One of our staff, days before succumbing to malnutrition.

spin downward into the “clerk starvation” zone.  See, if you put $20 on your rental account, we give you $25 in rental credit (a 20% discount), and if you put down $30, you get $40 in credit (a 25% discount.)  Yow.  So, breaking out the calculator, that makes a single $3.50 rental either $2.80 (with the 20% discount) or $2.63 (with the 25%-er).  But why rent only one movie when you can get at least one free movie every day?  So, on a 2-for-1 day, that makes each rental $1.40 or $1.31 each, and, on a rent 2, get 1 free day, either $1.86 or $1.74 each.  And there’s even a better deal…but I think we all need a break from the math for a second, so here’s a picture of Bruce Campbell as Elvis to restore your state of cool…

 

 

 

Stay cool, babies...

2. Even more prices.   Okay, more math.  But it saves you money, so we’re okay.  Say you want to take advantage of the super, insanely-economical new Wednesday special, which gets you four movies for seven days for seven bucks.  That makes you smart.  And makes us even less money.  That’s $1.83 per movie to get them for a week.  Or, if you want to make us seem even more generous, you can look at it like 26 cents per movie per day.  Don’t worry, I checked it with a calculator just to determine how awesome a deal that was.  It came out “pretty awesome.”

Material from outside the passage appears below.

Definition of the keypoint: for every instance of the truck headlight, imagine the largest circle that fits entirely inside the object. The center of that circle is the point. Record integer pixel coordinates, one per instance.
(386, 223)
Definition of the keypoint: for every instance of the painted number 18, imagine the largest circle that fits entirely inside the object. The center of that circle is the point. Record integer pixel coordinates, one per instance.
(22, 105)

3. Even more even more prices.  You can buy movies from Videoport.  “But,” you might say (and, again, we forgive you,) “I could order that movie from some huge internet corporation which will get it for me cheaper.  Plus, I enjoy undermining local businesses!”  Well, we can’t help you with that last part, but Videoport, while unable to provide the kind of retail discounts on movies due to the fact that we are not a huge, mega-conglomerate dedicated to driving local businesses under, offsets that with the fact that, for every movie you buy from us, we give you a free rental.  One might (and probably should) look at that as $3.50 off of the price of the movie you’re buying.  Plus, we don’t charge any shipping (or that mythical ‘handling’ nonsense.)

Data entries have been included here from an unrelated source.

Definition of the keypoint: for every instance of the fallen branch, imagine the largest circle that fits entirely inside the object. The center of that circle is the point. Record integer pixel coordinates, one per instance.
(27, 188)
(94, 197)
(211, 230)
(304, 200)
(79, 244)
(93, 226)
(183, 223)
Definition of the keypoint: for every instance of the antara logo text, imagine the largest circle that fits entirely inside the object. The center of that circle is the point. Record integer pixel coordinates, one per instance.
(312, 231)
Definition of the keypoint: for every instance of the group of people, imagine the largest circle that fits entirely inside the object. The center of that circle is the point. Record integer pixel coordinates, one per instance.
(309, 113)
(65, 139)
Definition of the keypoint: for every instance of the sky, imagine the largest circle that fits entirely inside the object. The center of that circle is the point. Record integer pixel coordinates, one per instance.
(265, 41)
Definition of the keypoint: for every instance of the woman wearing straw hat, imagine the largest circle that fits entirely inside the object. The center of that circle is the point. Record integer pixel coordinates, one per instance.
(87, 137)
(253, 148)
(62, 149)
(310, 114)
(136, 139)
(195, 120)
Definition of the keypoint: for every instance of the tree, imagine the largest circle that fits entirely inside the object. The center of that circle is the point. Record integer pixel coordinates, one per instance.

4. We make it easy to come back.  Maybe you lost a movie that one time.  Or your shiftless roommate did.  Or a dog ate it.  Whichever it was, you probably think that you owe Videoport a jillion dollars and that we’re gonna yell at you, make fun of you, and make you feel all bad and stuff.  Well, neither of those things is true, of course.  For one thing, the most we’re ever going to charge you for any movie is twenty bucks; we stop the meter there as, essentially, that’s what it’s gonna cost us to replace it.  And, as for the idea that we’re gonna mock and belittle you- well, that’s just bananas.  We want you to rent with us at Videoport.  We’re gonna welcome you back, give you a new Videoport card, and turn you loose back here in the store, amongst our unparalleled selection of the best, damned movies of the world.  Remember: we want you to rent here.

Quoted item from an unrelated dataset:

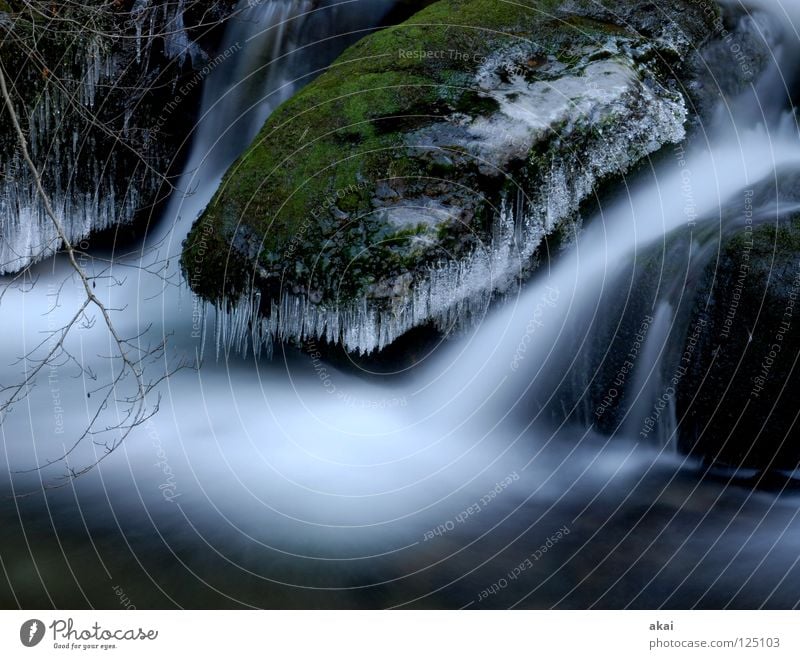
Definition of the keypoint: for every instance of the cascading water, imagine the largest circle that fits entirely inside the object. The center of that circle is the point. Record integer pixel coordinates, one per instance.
(291, 483)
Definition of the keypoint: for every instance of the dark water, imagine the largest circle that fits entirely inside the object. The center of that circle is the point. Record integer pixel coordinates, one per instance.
(293, 484)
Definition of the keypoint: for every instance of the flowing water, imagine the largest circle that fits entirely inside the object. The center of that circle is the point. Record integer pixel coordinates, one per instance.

5. Videoport is the best movie store in the world.  I didn’t want to have to come right out and say it, but it’s true.  For 25 years now, Videoport’s been dedicated to collecting the best movies the world has ever seen, to hiring only knowledgeable movie geeks (who are also expertly trained, helpful, and pretty funny), and to maintaining its integrity in the face of all challengers.  Now Movie Gallery is dead, Hollywood Video is dead, Blockbuster is on its last, tottering, formica-clad legs, and we’re still here, and still doing things the way we always have, the right way.  Sure, there are challenges (in the form of an unethical internet company and some crappy vending machines), but there have always been challenges.  And Videoport is still here.  With your help, we always will be.